Wirtschafts-, Finanz- und Sozialpolitik stehen wegen der Parallelität von Demografie und Transformation vor enormen Herausforderungen. Die Ökonomen empfehlen der Politik, den Menschen lieber reinen Wein einzuschenken statt ihnen mit neuen Förderprogrammen zu suggerieren, dass niemand im Stich gelassen wird. Die Verteilungskämpfe werden härter werden, weil der Kuchen nicht mehr so schnell wächst.

Dem Finanzminister empfehlen die Institute, seinen Kurs durchzuhalten und die Schuldenbremse unbedingt einzuhalten. Das dürfte im aktuellen Haushaltsstreit Wasser auf die Mühlen von Christian Lindner sein. Wie der Liberale sehen die Ökonomen die Probleme nach Corona- und Energiekrise auf der Angebots- und nicht auf der Nachfrageseite. Konjunkturprogramme würden die Inflation nur weiter anheizen. Zudem gebe es mit den Sondervermögen bereits große Finanz-Töpfe, aus denen sich die klamme Regierung bedienen kann.

Dem Wirtschaftsminister rufen sie zu, dass er seine Idee eines staatlich heruntersubventionierten Industriestrompreises besser fallen lassen soll. Die Dekarbonisierung kann aus Sicht der Ökonomen nur funktionieren, wenn der Preismechanismus eben nicht an entscheidender Stelle außer Kraft gesetzt wird.

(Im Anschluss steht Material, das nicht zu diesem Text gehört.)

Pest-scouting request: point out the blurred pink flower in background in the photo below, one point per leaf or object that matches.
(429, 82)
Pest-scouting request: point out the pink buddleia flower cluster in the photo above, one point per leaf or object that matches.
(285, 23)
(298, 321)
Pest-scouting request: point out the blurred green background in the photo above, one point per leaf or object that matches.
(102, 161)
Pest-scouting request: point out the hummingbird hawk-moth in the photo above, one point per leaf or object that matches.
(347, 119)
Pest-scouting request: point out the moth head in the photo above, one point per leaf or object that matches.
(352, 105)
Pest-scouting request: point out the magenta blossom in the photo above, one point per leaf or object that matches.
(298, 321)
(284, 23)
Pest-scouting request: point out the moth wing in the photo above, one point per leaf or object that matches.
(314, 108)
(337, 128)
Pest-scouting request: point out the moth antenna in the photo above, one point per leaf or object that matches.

Energieintensive Unternehmen, die sich die hohen Industriestrompreise nicht leisten können, müssten dann eben dem Strukturwandel zum Opfer fallen – so brutal sind eben Ökonomen. Dazu wird die Regierung nicht den Mut haben. Der Preis dafür wird aber sein, dass die CO2-Emissionen langsamer und im geringeren Umfang zurückgehen, die Kosten für die Volkswirtschaft steigen und die Wachstumsperspektiven länger mau bleiben.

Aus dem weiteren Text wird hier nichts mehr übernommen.